私のBunkamura文学賞

推薦書籍

No.62

『もしもし、こちらは夜です』宮田ナノ 大和書房

伊野尾書店スタッフM

『もしもし、こちらは夜です』宮田ナノ 大和書房

私は夜が好きだ。

何をしているわけでなくても、気づいたら深夜2時を過ぎているなんて日常茶飯である。

次の日を思って毎度絶望するが、この本を読んだとき私自身の色々な夜も鮮やかに蘇った。

私の夜を全て肯定してくれているみたいに。

おばあちゃん家の庭で親戚が集まってバーベキューをして花火をしたこと、その後広く暗い廊下を歩いてトイレに行くのが怖かったこと。

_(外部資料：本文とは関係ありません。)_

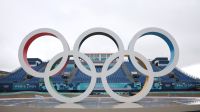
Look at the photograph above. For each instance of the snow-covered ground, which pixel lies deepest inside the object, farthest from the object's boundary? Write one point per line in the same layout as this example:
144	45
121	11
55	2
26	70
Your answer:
193	70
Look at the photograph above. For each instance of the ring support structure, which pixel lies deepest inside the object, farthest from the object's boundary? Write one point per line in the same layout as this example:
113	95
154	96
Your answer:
134	57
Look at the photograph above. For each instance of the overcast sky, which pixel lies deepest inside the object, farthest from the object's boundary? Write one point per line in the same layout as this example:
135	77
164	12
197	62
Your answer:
181	18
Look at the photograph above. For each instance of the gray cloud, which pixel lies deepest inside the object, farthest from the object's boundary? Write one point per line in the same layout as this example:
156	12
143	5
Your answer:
71	18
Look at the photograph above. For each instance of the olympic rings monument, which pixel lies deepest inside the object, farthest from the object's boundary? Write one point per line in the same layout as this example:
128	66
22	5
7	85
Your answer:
134	57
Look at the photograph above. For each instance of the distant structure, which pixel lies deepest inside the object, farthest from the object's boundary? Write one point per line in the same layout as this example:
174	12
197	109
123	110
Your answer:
125	79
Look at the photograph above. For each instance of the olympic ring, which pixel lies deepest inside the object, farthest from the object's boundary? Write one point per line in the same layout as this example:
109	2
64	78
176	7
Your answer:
134	57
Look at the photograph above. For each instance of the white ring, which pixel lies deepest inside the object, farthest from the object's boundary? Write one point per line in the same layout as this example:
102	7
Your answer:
168	39
29	39
96	31
56	95
145	90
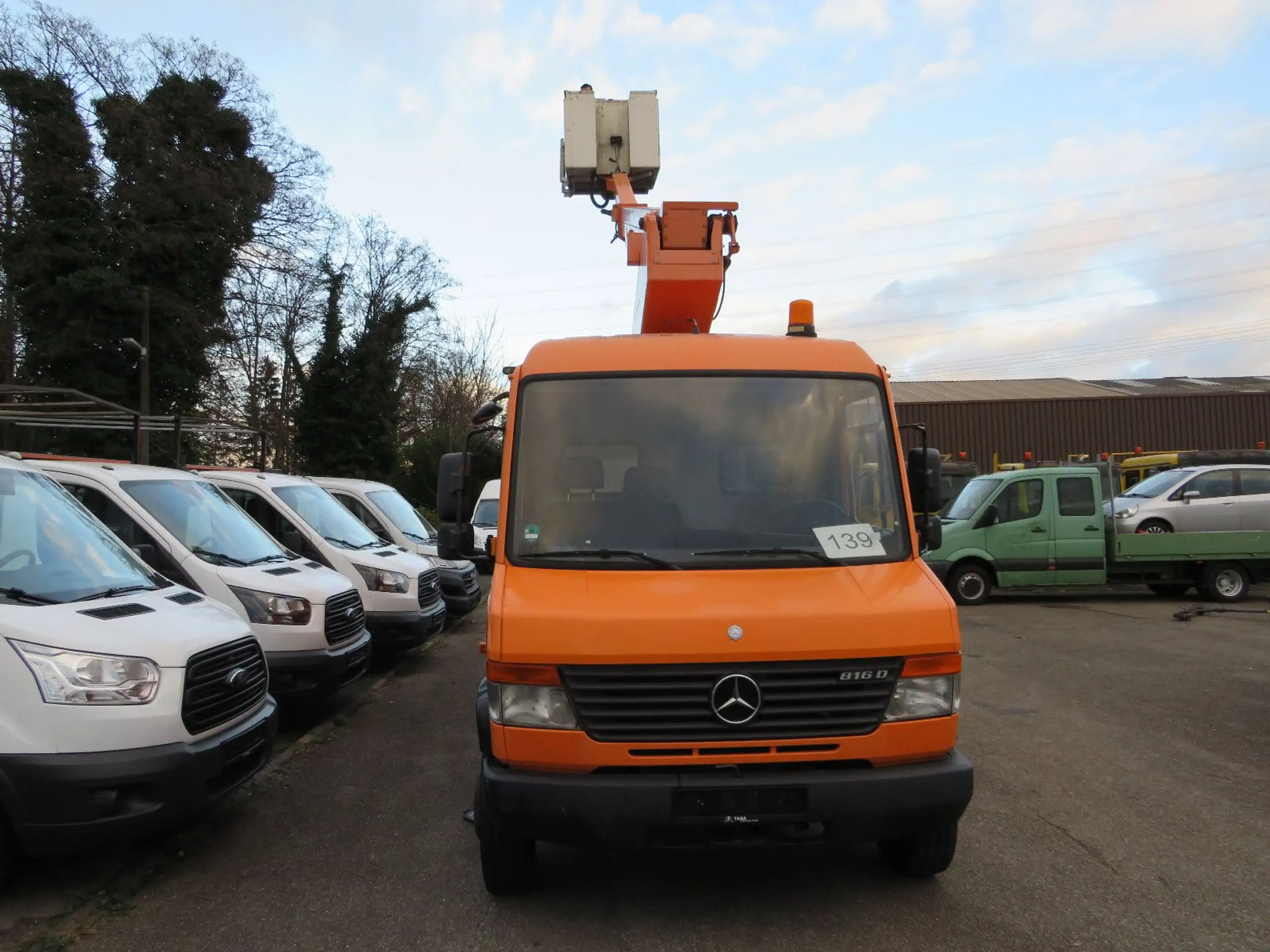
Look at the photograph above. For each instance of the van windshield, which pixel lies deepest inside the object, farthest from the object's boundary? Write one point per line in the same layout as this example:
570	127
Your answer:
1159	484
206	522
53	550
974	494
327	517
699	472
402	515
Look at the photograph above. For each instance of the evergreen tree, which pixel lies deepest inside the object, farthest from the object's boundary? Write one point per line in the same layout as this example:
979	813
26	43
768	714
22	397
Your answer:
186	198
74	307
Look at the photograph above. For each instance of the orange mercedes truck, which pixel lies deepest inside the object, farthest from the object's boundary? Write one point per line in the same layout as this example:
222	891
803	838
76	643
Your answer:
709	621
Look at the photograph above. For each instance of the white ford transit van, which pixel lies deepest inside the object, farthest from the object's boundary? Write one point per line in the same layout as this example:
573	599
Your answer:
388	515
126	702
309	620
400	590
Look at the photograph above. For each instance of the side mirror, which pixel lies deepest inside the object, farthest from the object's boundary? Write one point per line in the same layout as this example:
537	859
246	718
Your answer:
454	541
486	413
451	473
146	554
988	518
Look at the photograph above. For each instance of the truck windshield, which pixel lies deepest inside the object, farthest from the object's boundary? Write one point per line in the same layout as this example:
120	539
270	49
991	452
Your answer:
327	517
974	495
400	513
205	522
697	472
53	550
1157	485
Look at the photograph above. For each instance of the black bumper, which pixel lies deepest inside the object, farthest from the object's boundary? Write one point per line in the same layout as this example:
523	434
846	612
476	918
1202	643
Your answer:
399	631
940	569
658	808
64	804
316	674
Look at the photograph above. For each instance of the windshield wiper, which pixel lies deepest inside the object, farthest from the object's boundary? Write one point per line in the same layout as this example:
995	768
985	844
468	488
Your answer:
808	552
116	591
22	595
273	558
602	554
210	554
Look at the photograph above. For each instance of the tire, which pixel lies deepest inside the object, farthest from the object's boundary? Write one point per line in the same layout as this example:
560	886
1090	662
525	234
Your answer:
507	864
971	584
922	855
1226	582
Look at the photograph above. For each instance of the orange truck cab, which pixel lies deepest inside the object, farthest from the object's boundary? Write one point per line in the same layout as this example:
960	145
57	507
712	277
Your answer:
709	619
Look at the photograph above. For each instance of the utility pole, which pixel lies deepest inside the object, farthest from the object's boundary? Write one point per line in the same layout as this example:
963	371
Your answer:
143	448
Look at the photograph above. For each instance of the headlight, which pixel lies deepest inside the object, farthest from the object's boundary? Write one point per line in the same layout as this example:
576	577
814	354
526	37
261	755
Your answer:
382	579
531	706
78	678
937	696
264	608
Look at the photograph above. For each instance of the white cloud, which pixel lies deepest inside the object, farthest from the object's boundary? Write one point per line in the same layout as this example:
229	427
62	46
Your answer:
854	16
947	10
1146	28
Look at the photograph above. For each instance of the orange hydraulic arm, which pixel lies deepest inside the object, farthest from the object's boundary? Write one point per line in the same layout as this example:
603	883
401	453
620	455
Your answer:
681	254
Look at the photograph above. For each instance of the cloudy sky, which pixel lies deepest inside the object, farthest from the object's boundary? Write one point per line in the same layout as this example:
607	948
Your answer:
969	188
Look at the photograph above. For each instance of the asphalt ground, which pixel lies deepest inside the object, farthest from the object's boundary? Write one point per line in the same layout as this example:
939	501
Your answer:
1123	801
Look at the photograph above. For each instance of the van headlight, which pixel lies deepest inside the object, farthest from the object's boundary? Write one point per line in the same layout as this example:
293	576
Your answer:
382	579
80	678
264	608
937	696
531	706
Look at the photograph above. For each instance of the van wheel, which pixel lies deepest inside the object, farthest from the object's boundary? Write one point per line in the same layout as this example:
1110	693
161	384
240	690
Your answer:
922	855
971	584
1226	582
507	864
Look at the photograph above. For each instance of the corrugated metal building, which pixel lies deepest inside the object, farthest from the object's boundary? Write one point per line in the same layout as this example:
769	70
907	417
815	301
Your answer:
1052	418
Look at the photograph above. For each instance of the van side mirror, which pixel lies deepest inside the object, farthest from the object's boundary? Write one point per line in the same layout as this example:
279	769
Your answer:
988	518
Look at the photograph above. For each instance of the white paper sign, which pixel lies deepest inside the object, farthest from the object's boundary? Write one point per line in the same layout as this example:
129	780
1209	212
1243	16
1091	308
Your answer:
855	541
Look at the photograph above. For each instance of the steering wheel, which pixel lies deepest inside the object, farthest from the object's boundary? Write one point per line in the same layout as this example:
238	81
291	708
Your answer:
31	558
802	516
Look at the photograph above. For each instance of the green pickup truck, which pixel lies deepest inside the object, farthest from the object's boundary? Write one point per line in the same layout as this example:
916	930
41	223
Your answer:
1049	527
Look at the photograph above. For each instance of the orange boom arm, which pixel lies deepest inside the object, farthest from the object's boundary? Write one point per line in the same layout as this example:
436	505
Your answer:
681	254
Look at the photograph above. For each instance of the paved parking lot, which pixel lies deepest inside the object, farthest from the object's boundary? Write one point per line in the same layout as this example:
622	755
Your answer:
1123	787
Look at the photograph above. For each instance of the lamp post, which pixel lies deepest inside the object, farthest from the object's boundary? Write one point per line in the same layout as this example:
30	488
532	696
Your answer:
144	348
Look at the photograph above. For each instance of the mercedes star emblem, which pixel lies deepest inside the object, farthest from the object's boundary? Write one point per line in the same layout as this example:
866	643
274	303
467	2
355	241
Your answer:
736	699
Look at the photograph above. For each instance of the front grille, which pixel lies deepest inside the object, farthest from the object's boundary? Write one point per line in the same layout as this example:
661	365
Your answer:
430	588
345	617
216	692
672	702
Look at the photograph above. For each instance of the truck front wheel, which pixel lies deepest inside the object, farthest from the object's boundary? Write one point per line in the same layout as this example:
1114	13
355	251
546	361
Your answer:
971	584
1226	582
921	855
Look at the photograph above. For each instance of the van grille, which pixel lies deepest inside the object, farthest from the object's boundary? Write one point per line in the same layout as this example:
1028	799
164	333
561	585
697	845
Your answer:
345	617
672	702
211	699
430	588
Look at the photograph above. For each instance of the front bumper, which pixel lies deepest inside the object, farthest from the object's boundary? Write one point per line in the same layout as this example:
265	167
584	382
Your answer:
658	806
399	631
316	674
67	803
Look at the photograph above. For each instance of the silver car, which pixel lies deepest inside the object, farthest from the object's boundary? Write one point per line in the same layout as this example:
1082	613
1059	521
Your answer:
1198	499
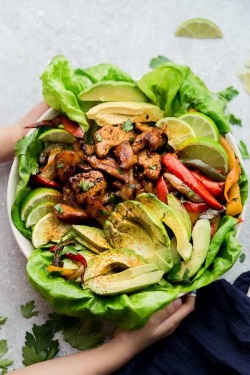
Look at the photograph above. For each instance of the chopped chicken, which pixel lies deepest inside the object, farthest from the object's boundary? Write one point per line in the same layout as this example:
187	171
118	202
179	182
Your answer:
151	163
110	136
125	155
87	184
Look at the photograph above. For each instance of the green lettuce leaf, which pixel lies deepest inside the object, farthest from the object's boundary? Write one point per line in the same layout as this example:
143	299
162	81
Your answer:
61	85
176	89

実家裏の田んぼに突っ立って流星群を待っていたらマダニに足を噛まれたこと、学生の頃塾をサボって夜の公園でおしゃべりしていたら親が探し回っていたこと。大人になって上京し歌舞伎町に震えたこと、深夜高速のオレンジ色の光を見つめながら何度も眠りについたこと。

数々の夜がちょっとだけくすぐってきて、ふふっと笑みが溢れる。

いつか「もしもし、こちらは夜ですよー」なんて、かつての私に話しかけられるような気がして、今日もこの本を片手についつい夜更かししてしまう。